During a show-and-tell with indie developers, Emlise (the main dev) showed a grappling hook that worked like a bungee rope or rubber band. She performed incredible, crazy maneuvers that made traditional platformer abilities like double jumps and dashes seem so limited. I had never seen anything like that — grappling hooks in most games either just pull you to the anchor point or swing the player in static arcs. 

It looked so polished that I was sure she would develop it into a full game. But she had no plans to. She saw it as a programming exercise to learn about verlet integration (a numerical equation used to calculate trajectories). 

“Players would find it too difficult. It takes some time to get used to,” says Emlise.

Each of us then carried out our duty as friends and peer-pressured her into continuing development. My sister and I also joined her, forming our 3-person development team. It was strange because we had no intention of making a game together before that moment. 

Rusted Moss was made to bring this mechanic to life,  not for the sake of making a game or to go full-time on indie dev (my sister and I work day jobs outside the game industry).

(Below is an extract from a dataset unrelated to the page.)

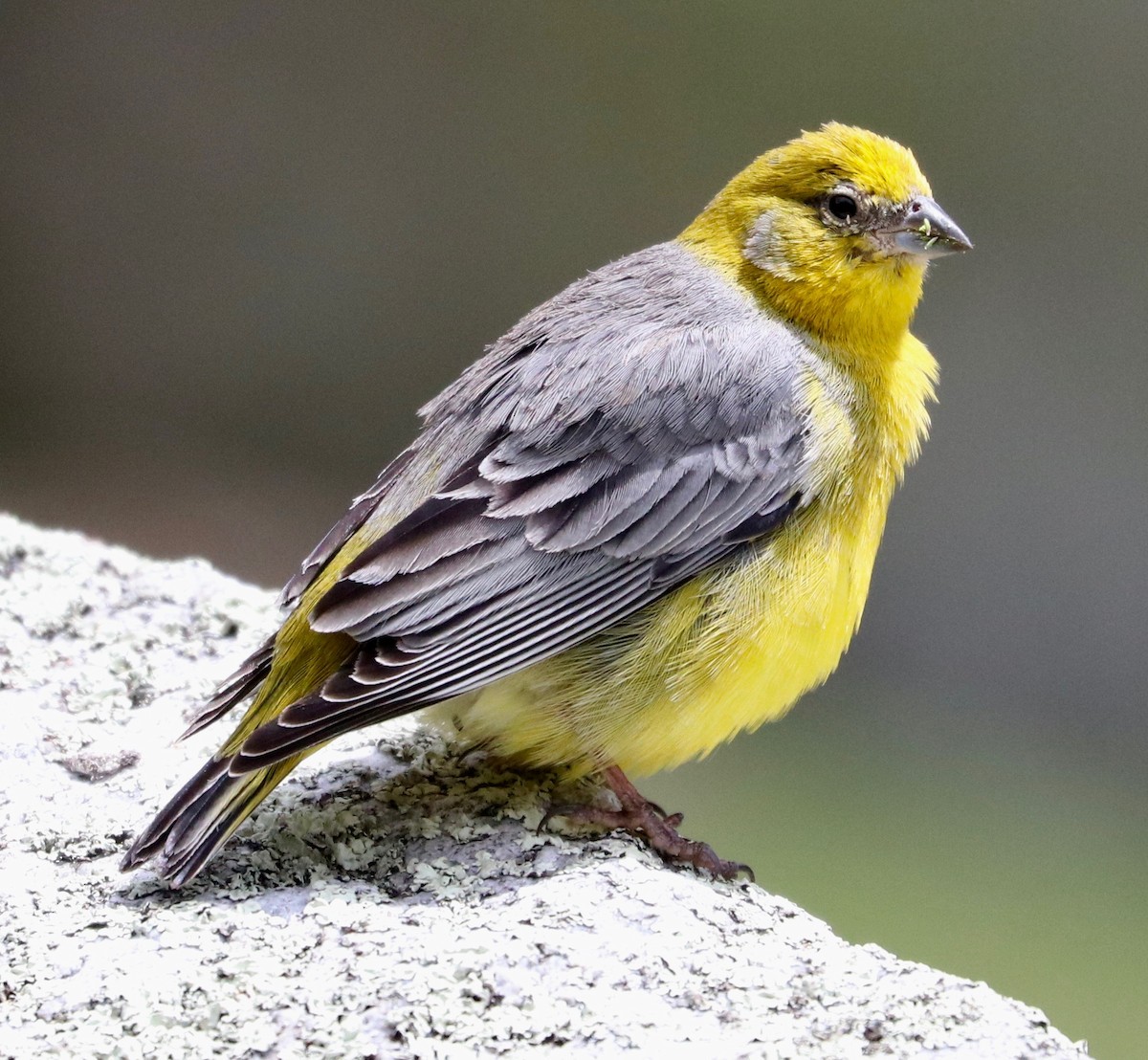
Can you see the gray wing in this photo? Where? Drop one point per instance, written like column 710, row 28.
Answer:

I think its origin gave a purity to Rusted Moss’ foundation because there was no doubt as to what kind of game it could become. Everything would revolve around just one core mechanic — the grappling hook.

Please break our game

Synergy with the grappling hook became the focus of Rusted Moss’ game design. The abilities you gain all enhance the physics-based traversal — whether it’s a charge jump that lets you fall further, or the kickback from your guns.

This maximizes the opportunity for player expression and creativity. Progression is not based on a simple lock-and-key solution, which is a design pattern often found in other action exploration games.

With these synergistic abilities, we’ve seen the same platforming challenge solved in five different ways. If a player is creative, determined, and skilled enough, they can “break” our game and show us moves we didn’t even consider during Rusted Moss’ development. 

We took this philosophy to the extreme during our quality assurance testing period. One tester found a bug that gave them an unintentional movement ability. Rather than fix it, we added a visual effect when that ability is active. We love seeing our players discover this “secret ability” in-game.

Unusual children

The main character, Fern, has a sharp and acidic personality. Women are often pressured to be nice and think about what “nice” means to the people interacting with them. Based on our experiences as an all-female dev team, Fern is a power fantasy that opposes that narrative, sometimes to an extreme. She says what she thinks, which is often quite nasty and honestly… hilarious!

This aligns with her identity as a changeling — a fairy that has replaced a stolen baby. In folk tales, children who acted strangely were identified as changelings and treated cruelly. Nowadays we might think of them as neurodivergent or unusual in some other way. We wanted to explore themes around children turning out to be something the parents did not want or expect.

Prepare to learn all the tricks at Fern’s disposal and maybe discover some new ones when Rusted Moss launches on PS5 June 20.